Annie lived long enough to see all of her children established in adult life. She died on 20 April 1939 in Norwich at the age of sixty-four and was buried in Loddon. Less than a year later, Thomas Gordon followed her, dying in March 1940.
Although Charles’s life was brief, his legacy endured through the family he and Annie created. Their four children lived long lives stretching well into the late twentieth century. Kathleen died in Norwich in 1981, aged seventy-nine. Hector died in Beccles in 1975, aged seventy-two. Alfred died in Norwich in 1982, aged seventy-five. Charlie William, the son born after his father’s death, lived until 1996, reaching the age of eighty-seven.
Norma, Annie’s daughter with Thomas Gordon, remained part of the wider family story until she died in 1969.
The story of Charles and Annie is one of ordinary people facing extraordinary challenges. It spans the railway age of Victorian Essex, the coastal inns of Norfolk, the growing industrial communities of East London, and the market towns of Norfolk and Suffolk.
Charles’s life was cut tragically short, but Annie’s determination ensured that their children grew up, built families of their own, and carried the Dennison and Gordon names into future generations.
There are also some lovely family threads running through the generations:
Charles inherited an engineering background from his father Isaac, an engine driver with the Great Eastern Railway.
While researching the Royal Standard, I came across this extra information: it was originally called the Wellington.
Annie came from a long-established Norfolk family headed by her father, William Amis, an innkeeper/licensed victualler for 42 years at the Wellington Pub in Cromer.
This pub became the Norfolk Hotel and was run by the executors of William’s will for several years after he died in 1901, namely Horace and Charles, William’s sons.
So that’s how come Charles Dennison became a licensed victualler, and later his wife Annie, William’s daughter. It ran in the family.
Licencees of the premises, this following list from the online Norfolk Pubs History:
‘JOHN WHITTING & dealer & Chapman to 1817
THOMAS BRAWN 1822
ROBERT SUNMAN 1830 – 1831
Robert Miles (NORFOLK HOTEL) 1833
THOMAS HARRISON 1836
TABITHA RANSOM, age 38 in 1851
( This property is identified as the NORFOLK HOTEL 1841) 1839 – 1854
WILLIAM COOPER from 01.1856
WILLIAM WALPOLE AMIS & horse & fly letter 10.1858
CHARLES AMIS 18.02.1901
SYDNEY JAMES LIMMER 29.03.1926
ALFRED M NEAL 30.03.1936
KENNETH HEARD 23.11.1936
STANLEY BULLOCK 01.05.1944
JOHN PHILIP BULLOCK 19.09.1955
H. W. HOWE 23.11.1961′
Although it was rebuilt after a fire in the 1890s, it still stands. It’s had a couple of name changes but is now back to The Wellington in Cromer.

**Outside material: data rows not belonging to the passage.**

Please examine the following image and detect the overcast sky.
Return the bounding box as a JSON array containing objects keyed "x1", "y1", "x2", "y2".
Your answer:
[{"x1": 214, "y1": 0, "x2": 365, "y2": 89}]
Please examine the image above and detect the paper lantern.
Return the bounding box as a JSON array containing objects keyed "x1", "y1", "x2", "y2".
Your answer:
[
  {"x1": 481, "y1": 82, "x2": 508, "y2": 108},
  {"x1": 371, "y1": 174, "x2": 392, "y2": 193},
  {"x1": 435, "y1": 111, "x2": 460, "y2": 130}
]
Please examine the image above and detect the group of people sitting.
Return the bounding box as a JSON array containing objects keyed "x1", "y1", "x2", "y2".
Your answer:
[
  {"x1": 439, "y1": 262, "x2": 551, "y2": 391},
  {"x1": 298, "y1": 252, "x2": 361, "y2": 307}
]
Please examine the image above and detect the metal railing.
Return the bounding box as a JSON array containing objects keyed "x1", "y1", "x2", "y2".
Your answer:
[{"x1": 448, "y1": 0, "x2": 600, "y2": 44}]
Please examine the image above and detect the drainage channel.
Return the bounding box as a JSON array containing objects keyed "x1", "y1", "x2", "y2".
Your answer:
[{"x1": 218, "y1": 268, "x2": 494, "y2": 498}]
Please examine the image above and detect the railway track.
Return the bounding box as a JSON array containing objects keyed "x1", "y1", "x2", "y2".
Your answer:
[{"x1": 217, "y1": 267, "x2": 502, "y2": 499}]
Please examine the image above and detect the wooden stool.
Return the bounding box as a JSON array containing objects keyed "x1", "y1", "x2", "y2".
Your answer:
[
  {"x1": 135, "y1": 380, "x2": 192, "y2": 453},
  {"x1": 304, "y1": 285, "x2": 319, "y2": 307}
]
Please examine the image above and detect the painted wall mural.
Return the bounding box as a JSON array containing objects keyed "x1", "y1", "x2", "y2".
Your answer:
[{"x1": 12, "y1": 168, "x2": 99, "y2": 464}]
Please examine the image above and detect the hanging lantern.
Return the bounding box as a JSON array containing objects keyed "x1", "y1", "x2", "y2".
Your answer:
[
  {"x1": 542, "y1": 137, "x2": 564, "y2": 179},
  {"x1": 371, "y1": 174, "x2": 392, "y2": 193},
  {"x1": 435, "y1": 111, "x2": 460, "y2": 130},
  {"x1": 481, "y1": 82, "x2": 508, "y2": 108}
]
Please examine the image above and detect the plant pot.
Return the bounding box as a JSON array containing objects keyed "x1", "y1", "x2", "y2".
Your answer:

The families’ move from Essex back to Norfolk shaped the next generation’s lives.
Several of Annie’s sons entered the baking trade through their connection with Thomas Gordon, while Charlie William found his future in farming.
Despite losing their father so young, all four Dennison children lived long lives, carrying the family into the late twentieth century.